Department of Medical Informatics, College of Medicine, The Catholic University of Korea, Seoul, Republic of Korea.
Department of Biomedicine and Health Sciences, The Catholic University of Korea, Seoul, Republic of Korea.
Sci Rep. 2021 Oct 13;11(1):20305. doi: 10.1038/s41598-021-98954-1.

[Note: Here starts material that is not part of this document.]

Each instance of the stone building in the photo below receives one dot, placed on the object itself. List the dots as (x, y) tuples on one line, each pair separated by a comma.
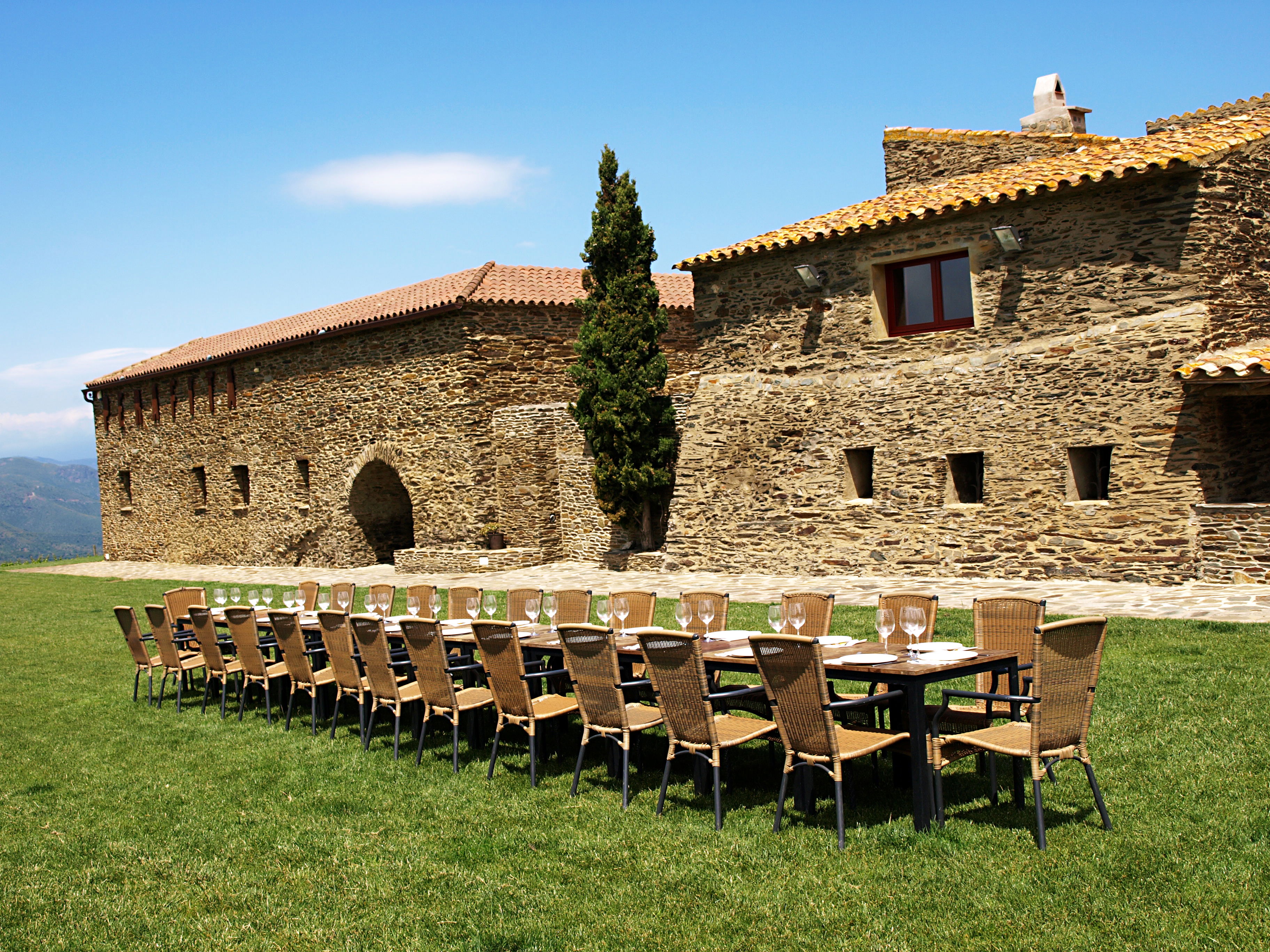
[(1038, 355), (389, 427)]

Allopurinol is the first-line agent for patients with gout, including those with moderate-to-severe chronic kidney disease. However, increased thyroid-stimulating hormone (TSH) levels are observed in patients with long-term allopurinol treatment. This large-scale, nested case-control, retrospective observational study analysed the association between allopurinol use and increased TSH levels. A common data model based on an electronic medical record database of 19,200,973 patients from seven hospitals between January 1997 and September 2020 was used. Individuals aged > 19 years in South Korea with at least one record of a blood TSH test were included. Data of 59,307 cases with TSH levels > 4.5 mIU/L and 236,508 controls matched for sex, age (± 5), and cohort registration date (± 30 days) were analysed. An association between the risk of increased TSH and allopurinol use in participants from five hospitals was observed. A meta-analysis (I = 0) showed that the OR was 1.51 (95% confidence interval: 1.32-1.72) in both the fixed and random effects models. The allopurinol intake group demonstrated that increased TSH did not significantly affect free thyroxine and thyroxine levels. After the index date, some diseases were likely to occur in patients with subclinical hypothyroidism and hypothyroidism. Allopurinol administration may induce subclinical hypothyroidism.
别嘌醇是痛风患者的一线药物,包括中重度慢性肾脏病患者。然而,长期使用别嘌醇治疗的患者甲状腺刺激激素(TSH)水平升高。这项大规模、巢式病例对照、回顾性观察研究分析了别嘌醇使用与 TSH 水平升高之间的关系。该研究使用了一个基于电子病历数据库的通用数据模型,该数据库包含了来自 7 家医院的 19200973 名患者的信息,数据时间范围为 1997 年 1 月至 2020 年 9 月。该研究纳入了年龄大于 19 岁、至少有一次 TSH 检测记录的韩国患者。对 59307 例 TSH 水平>4.5 mIU/L 的病例和 236508 例性别、年龄(±5)和队列登记日期(±30 天)匹配的对照组数据进行了分析。在来自 5 家医院的参与者中观察到 TSH 升高与别嘌醇使用之间存在关联。荟萃分析(I=0)显示,在固定和随机效应模型中,OR 分别为 1.51(95%置信区间:1.32-1.72)。别嘌醇摄入组表明,TSH 升高不会显著影响游离甲状腺素和甲状腺素水平。在索引日期后,亚临床甲状腺功能减退症和甲状腺功能减退症患者可能会发生某些疾病。别嘌醇的使用可能会导致亚临床甲状腺功能减退症。